De missie van Rien

Er zijn maar weinigen die beseffen wat er in de loop van vele jaren is verzet om het werk door te laten gaan. De oprichter gaf er 50 jaar aan.
Ook Rien Heukelom die op een dag in Maarssen aanbood, lang geleden, om de administratie van de cursussen met alles wat daarbij hoort, over te nemen, heeft het karretje gaande gehouden.
MAARTEN HOUTMAN, 'Geschiedenis van de Tao-zen meditatie', 2005
Rien Heukelom was vijfentwintig jaar lang de spil van de cursusorganisatie van Maarten Houtman. Hij trok van 1982 tot 2007 aan de touwtjes: als deelnemer in spe moest je je bij hem melden, waarna je de uitnodiging en de deelnemerslijst ontving en bij aanvang van de sessie zat hij klaar om je te ontvangen. In de eerste jaren rekende je ook de kosten van deelname contant met hem af. Later gebeurde e.e.a. in samenwerking met de stichting ‘Zen als leefwijze’ – door Maarten in 1985 in het leven geroepen als organisatorische tussenschakel en als gezicht naar de buitenwereld. Maar Rien bleef voor de cursisten het aanspreekpunt
In het onderstaande doet Rien verslag van zijn kennismaking met de wonderbaarlijke wereld van Maarten.

Op een dag in november 1974 viel mijn oog op een oranje gekleurd briefje aan de binnenkant van een grote eikenhouten buitendeur van een voormalig woonhuis in de buurt van het Concertgebouw in Amsterdam. Op dat briefje stonden zeven punten die stap voor stap meer inzicht in jezelf beloofden. De precieze formulering herinner ik me niet meer. Later kreeg ik het vermoeden dat ze te maken hadden met de plaatjes uit de zen-traditie over “het temmen van de Os”, maar op een eigentijdse manier verwoord. Ze raakten een gevoelige snaar. Ik schreef me meteen in.

Een week later zat ik samen met ongeveer 10 anderen in een kring in de za-zen houding. Eén keer in de week op een avond kwamen we bij elkaar. De met donker hardhout beklede kamer op de eerste verdieping van het woonhuis deed denken aan een voorbije tijd van een rijke familie. Ik had geen idee wat za-zen was. Maarten had me slechts een bankje gegeven en me verzocht daar op te gaan zitten. Verder zei hij niets. Sommigen zaten met gekruiste benen op een kussen. Anderen zaten, evenals Maarten, op een bankje.

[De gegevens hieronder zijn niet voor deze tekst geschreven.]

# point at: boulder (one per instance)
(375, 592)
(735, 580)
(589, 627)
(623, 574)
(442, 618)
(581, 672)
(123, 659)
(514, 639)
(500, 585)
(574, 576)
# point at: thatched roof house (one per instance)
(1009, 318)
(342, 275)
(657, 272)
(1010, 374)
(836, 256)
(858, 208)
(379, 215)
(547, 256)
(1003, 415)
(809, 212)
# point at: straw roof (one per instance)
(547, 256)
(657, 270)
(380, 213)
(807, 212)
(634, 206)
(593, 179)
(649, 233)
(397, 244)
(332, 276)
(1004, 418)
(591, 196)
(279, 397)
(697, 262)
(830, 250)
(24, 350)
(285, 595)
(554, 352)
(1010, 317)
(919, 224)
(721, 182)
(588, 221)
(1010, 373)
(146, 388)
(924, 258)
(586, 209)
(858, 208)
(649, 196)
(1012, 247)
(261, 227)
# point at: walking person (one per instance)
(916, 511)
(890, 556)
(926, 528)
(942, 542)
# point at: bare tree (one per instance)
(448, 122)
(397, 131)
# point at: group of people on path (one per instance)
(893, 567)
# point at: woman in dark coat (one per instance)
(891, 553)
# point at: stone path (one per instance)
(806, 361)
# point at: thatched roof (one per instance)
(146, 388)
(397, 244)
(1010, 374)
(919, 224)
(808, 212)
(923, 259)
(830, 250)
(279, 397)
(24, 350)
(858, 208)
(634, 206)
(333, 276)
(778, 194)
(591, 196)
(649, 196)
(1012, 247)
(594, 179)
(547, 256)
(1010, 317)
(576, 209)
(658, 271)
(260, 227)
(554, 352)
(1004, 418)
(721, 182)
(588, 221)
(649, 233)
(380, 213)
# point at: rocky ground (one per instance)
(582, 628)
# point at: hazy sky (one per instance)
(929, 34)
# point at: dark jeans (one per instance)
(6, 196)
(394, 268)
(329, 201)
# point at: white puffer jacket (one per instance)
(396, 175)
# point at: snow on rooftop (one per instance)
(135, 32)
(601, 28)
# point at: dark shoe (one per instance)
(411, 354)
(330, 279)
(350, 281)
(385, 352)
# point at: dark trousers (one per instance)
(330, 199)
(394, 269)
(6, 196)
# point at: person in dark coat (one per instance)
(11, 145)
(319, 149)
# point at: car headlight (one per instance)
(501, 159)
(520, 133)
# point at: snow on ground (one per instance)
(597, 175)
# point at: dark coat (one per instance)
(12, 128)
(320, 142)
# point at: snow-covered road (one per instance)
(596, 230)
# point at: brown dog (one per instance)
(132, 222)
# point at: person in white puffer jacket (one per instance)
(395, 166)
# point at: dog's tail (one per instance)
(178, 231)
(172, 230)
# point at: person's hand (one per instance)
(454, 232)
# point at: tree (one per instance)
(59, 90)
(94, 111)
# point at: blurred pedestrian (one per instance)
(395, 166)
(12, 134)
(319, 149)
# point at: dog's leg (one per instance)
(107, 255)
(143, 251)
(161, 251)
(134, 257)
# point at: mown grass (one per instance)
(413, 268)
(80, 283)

We zwegen, een half uur lang. We werden geacht te luisteren naar het komen en gaan van de adem. Ik hoorde enkel de vogels in de tuin. Na dat half uur gingen we lopen: kin-hin heette het. Geen gewoon lopen, maar met aandacht lopen. Je voeten bewust in contact laten komen met de grond. Regelmatig had de grond het zwaar met mij. Als een zandzak plofte ik op hem neer. Hoe kon het ook anders: met een verschil van vier centimeter tussen beide benen, één onvolwassen been, één pijnlijk been en een zwakke onderrug. Na een paar keer het geluid van een vallend persoon te hebben veroorzaakt, deed ik niet meer mee. Ik bleef op mijn bankje zitten. Maarten zei er niets over. Hij liet het gewoon gebeuren. Hij keek niet eens op of om. Ik keek naar de voeten die langs kwamen vaak met krullende tenen en al dan niet omgeven door sokken.
Een enkele keer hoorde ik hoe Nora (Maartens eerste vrouw) Maarten verordonneerde zijn voeten goed neer te zetten. Toen ik Maarten daarover aansprak, zei hij dat ik me de opmerking had verbeeld. Ik twijfelde en deed er het zwijgen toe; had een oom niet tegen mij gezegd dat ik een kletsmajoor was?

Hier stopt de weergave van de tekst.